Proust hat bekanntlich M. Albert eine Weile nachdem sie sich kennengelernt hatten, ein Maison de Rendezvous eingerichtet. Diese Gründung war für ihn Pied-à-terre und Laboratorium zugleich. Hier unterrichtete er sich, häufig wahrscheinlich durch Augenschein, über alle Spezialitäten der Homosexualität, hier wurden die Beobachtungen gemacht, die er später in der Schilderung des gefesselten Charlus verwertete, hierhin stiftete Proust die Möbel einer verstorbenen Tante, deren unziemliches Ende als Ameublement eines Bordells er in »A l'ombre des jeunes filles en fleurs« beklagt. Hier, wo seine bürgerliche Person selbstverständlich unbekannt blieb, hat man ihm den Beinamen l'homme aux rats gegeben. Nämlich: Proust hielt die jungen Leute, deren Bekanntschaft er bei M. Albert machte, dazu an, Ratten, die ihm in einem Käfig präsentiert wurden, mit langen Nadeln auf verschiedene überaus scheußliche Art zu quälen. Neben diese unerzogensten Betätigungen seines Sadismus stellte M. Albert, ohne auf diesen sonderbaren Kontrast abzuzielen, diese rührende: Wie Proust eines Vormittags in seiner geschlossenen Kutsche an einer Schlächterei vorbeikommt, einem Metzgerjungen, der ihm gefiel, beim Zerhauen des Fleisches zusah und darüber stundenlang seinen Wagen am Fleck halten ließ.

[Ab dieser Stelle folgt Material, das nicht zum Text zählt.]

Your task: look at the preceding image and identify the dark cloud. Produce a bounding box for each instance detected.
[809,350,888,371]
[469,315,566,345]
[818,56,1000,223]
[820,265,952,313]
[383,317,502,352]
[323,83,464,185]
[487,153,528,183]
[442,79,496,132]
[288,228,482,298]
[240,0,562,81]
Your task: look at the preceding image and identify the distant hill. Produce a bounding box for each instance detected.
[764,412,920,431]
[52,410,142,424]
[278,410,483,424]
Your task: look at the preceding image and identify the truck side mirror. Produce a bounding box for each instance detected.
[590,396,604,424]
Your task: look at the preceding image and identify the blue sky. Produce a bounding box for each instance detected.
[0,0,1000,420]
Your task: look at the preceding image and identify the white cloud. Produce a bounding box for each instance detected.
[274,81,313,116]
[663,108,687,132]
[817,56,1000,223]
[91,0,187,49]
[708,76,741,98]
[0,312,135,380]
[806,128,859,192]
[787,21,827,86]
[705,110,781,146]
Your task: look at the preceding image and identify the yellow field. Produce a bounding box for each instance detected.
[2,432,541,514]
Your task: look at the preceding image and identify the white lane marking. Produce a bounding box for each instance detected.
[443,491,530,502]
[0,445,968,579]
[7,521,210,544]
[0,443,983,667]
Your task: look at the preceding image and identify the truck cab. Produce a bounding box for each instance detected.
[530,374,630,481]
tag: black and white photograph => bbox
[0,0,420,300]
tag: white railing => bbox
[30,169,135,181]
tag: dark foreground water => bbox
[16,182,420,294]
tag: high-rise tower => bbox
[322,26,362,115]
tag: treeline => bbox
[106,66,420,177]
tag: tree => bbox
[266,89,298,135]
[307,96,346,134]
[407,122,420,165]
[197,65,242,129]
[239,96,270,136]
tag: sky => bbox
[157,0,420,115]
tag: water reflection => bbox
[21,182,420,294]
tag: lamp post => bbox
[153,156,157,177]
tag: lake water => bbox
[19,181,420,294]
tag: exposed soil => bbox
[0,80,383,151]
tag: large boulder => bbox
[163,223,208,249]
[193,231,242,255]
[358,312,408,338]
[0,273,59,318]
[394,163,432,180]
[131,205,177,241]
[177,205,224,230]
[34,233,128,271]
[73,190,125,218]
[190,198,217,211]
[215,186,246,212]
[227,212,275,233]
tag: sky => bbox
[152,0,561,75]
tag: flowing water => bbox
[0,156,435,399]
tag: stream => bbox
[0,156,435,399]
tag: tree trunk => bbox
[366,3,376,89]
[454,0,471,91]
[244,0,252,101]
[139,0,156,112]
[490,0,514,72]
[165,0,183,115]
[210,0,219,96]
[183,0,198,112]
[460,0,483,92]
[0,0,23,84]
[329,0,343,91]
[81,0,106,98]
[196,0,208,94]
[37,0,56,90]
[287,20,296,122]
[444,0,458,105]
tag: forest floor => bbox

Ich habe nicht viel Interesse an der Frage, was dabei herauskäme, wenn man diese Passion Prousts (und andre, die gewissen Szenen mit Mademoiselle Vinteuil atemraubend nahkommen) einer Interpretation seines Werks dienstbar machte. Umgekehrt aber scheint mir das Werk eines Proust ein Hinweis auf allgemeine, wenn auch sehr verborgene Charaktere des Sadismus zu sein. Und dabei gehe ich von Prousts Unersättlichkeit in der Analyse der kleinsten Vorfälle aus. Auch von seiner Neugier, die dem sehr nahe steht. Daß die Neugier in Gestalt der wiederholten immer denselben Sachverhalt erbohrenden Frage ein furchtbares Instrument in der Hand des Sadisten werden kann (das gleiche Instrument, das Kinder unschuldig handhaben), wissen wir aus Erfahrung. Prousts Verhältnis zum Dasein hat etwas von dieser sadistischen Neugier. Es gibt Stellen, an denen er das Leben mit seinen Fragen gewissermaßen zum Äußersten bringt, andre, an denen er sich vor einem Tatbestand des Herzens aufstellt, wie ein sadistischer Lehrer vor dem eingeschüchterten Kind, um es mit: zweideutigen Gebärden, einem Ziepen und Kneifen, das zwischen Liebkosung und Quälerei liegt, zur Preisgabe eines geargwöhnten vielleicht nicht einmal wirklichen Geheimnisses zu zwingen. In diesem Einen jedenfalls koinzidieren die beiden großen Passionen des Mannes, die Neugier und der Sadismus: bei keinem Befunde sich irgend beruhigen zu können, in jedem Geheimnis eingeschachtelt ein kleineres, in ihm ein noch winzigeres usw. bis ins Unendliche zu finden, wobei mit abnehmender Größe die Bedeutung des Aufgespürten sich steigert.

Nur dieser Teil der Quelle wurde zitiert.